Structural Similarity Based Kriging for Quantitative Structure Activity and Property Relationship Modeling
datasetposted on 28.07.2014 by Ana L. Teixeira, Andre O. Falcao
Datasets usually provide raw data for analysis. This raw data often comes in spreadsheet form, but can be any collection of data, on which analysis can be performed.
Structurally similar molecules tend to have similar properties, i.e. closer molecules in the molecular space are more likely to yield similar property values while distant molecules are more likely to yield different values.

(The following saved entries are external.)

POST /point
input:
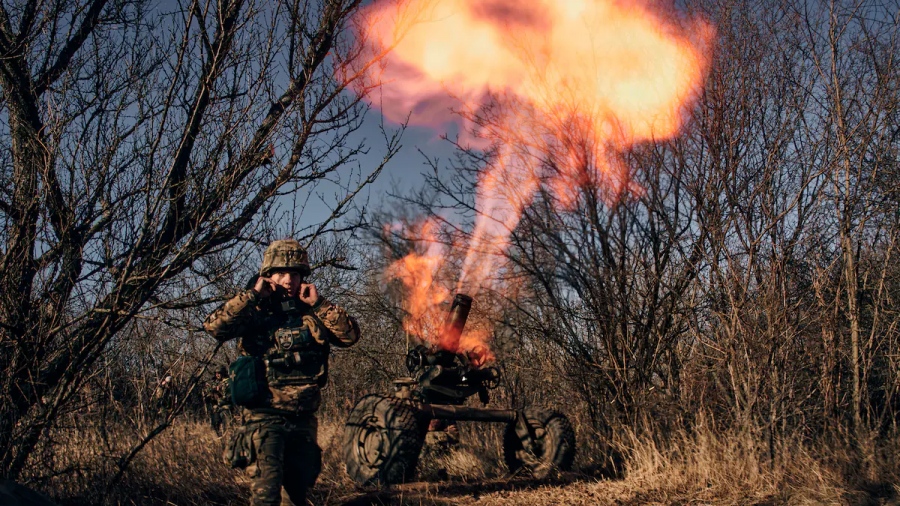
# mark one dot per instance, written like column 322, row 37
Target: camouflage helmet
column 285, row 255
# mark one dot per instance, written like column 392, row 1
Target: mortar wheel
column 553, row 448
column 382, row 440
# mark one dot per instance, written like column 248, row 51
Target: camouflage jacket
column 253, row 320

Based on this principle, we propose the use of a new method that takes into account the high dimensionality of the molecular space, predicting chemical, physical, or biological properties based on the most similar compounds with measured properties. This methodology uses ordinary kriging coupled with three different molecular similarity approaches (based on molecular descriptors, fingerprints, and atom matching) which creates an interpolation map over the molecular space that is capable of predicting properties/activities for diverse chemical data sets. The proposed method was tested in two data sets of diverse chemical compounds collected from the literature and preprocessed. One of the data sets contained dihydrofolate reductase inhibition activity data, and the second molecules for which aqueous solubility was known. The overall predictive results using kriging for both data sets comply with the results obtained in the literature using typical QSPR/QSAR approaches. However, the procedure did not involve any type of descriptor selection or even minimal information about each problem, suggesting that this approach is directly applicable to a large spectrum of problems in QSAR/QSPR. Furthermore, the predictive results improve significantly with the similarity threshold between the training and testing compounds, allowing the definition of a confidence threshold of similarity and error estimation for each case inferred. The use of kriging for interpolation over the molecular metric space is independent of the training data set size, and no reparametrizations are necessary when more compounds are added or removed from the set, and increasing the size of the database will consequentially improve the quality of the estimations. Finally it is shown that this model can be used for checking the consistency of measured data and for guiding an extension of the training set by determining the regions of the molecular space for which new experimental measurements could be used to maximize the model’s predictive performance.